Le président Emmanuel Macron a estimé jeudi que Donald Trump commettait "une erreur pour les intérêts de son pays et une faute pour l'avenir de notre planète" en décidant le retrait des États-Unis de l'accord de Paris sur le climat."Je regrette" cette décision, "les États-Unis ont tourné le dos au monde", a lancé M. Macron lors d'une brève allocution télévisée à l'Elysée. Il a prononcé une seconde allocution en anglais à l'adresse des Américains, lançant dans une paraphrase du slogan de campagne de Donald Trump, "Make America great again": "Make our planet great again".
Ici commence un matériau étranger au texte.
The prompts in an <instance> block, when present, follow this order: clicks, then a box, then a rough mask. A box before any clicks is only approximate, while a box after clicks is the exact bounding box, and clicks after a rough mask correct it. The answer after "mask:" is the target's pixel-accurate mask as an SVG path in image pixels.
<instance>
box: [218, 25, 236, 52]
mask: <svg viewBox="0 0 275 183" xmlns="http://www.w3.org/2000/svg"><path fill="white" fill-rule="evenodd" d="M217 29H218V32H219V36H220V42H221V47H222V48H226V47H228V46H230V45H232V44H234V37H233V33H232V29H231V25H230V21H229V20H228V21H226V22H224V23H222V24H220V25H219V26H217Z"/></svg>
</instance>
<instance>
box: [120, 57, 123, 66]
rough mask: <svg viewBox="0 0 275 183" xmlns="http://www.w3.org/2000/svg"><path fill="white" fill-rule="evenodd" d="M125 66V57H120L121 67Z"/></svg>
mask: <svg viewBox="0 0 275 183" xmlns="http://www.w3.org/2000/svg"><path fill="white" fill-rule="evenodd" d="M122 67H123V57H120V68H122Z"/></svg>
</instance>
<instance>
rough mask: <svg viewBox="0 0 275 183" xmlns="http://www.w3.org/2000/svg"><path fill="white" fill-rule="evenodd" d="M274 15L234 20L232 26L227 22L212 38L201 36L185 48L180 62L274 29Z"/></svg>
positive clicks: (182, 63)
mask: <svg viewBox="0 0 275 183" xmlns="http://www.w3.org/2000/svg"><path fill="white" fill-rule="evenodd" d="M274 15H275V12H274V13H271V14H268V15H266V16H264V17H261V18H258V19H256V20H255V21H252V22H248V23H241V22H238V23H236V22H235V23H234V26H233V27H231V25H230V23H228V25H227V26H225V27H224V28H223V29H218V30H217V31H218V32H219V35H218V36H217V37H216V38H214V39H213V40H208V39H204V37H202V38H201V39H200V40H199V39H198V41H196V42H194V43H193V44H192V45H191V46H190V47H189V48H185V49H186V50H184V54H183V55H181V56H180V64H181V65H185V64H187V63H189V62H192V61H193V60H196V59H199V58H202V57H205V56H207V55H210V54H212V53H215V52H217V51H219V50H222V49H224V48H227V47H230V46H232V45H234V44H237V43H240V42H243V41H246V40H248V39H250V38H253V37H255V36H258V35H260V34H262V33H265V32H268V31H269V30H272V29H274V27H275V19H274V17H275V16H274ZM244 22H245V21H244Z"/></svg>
Le retrait américain de l'accord de Paris sur le climat est "une décision calamiteuse" qui renforce "l'urgence de l'action", a estimé vendredi le Premier ministre français Edouard Philippe. Pour lui, la décision annoncée jeudi soir par Donald Trump "renforce parmi les signataires l'urgence de l'action et la nécessité de rester bien groupés, bien collectifs, c'est vrai de nos partenaire chinois, c'est vrai de nos partenaires indiens, c'est vrai évidemment de nos partenaires européens"."Au fond, ça renforce la place de la France dans le souci de chercher constamment des solutions collectives à des problèmes collectifs", a ajouté le Premier ministre.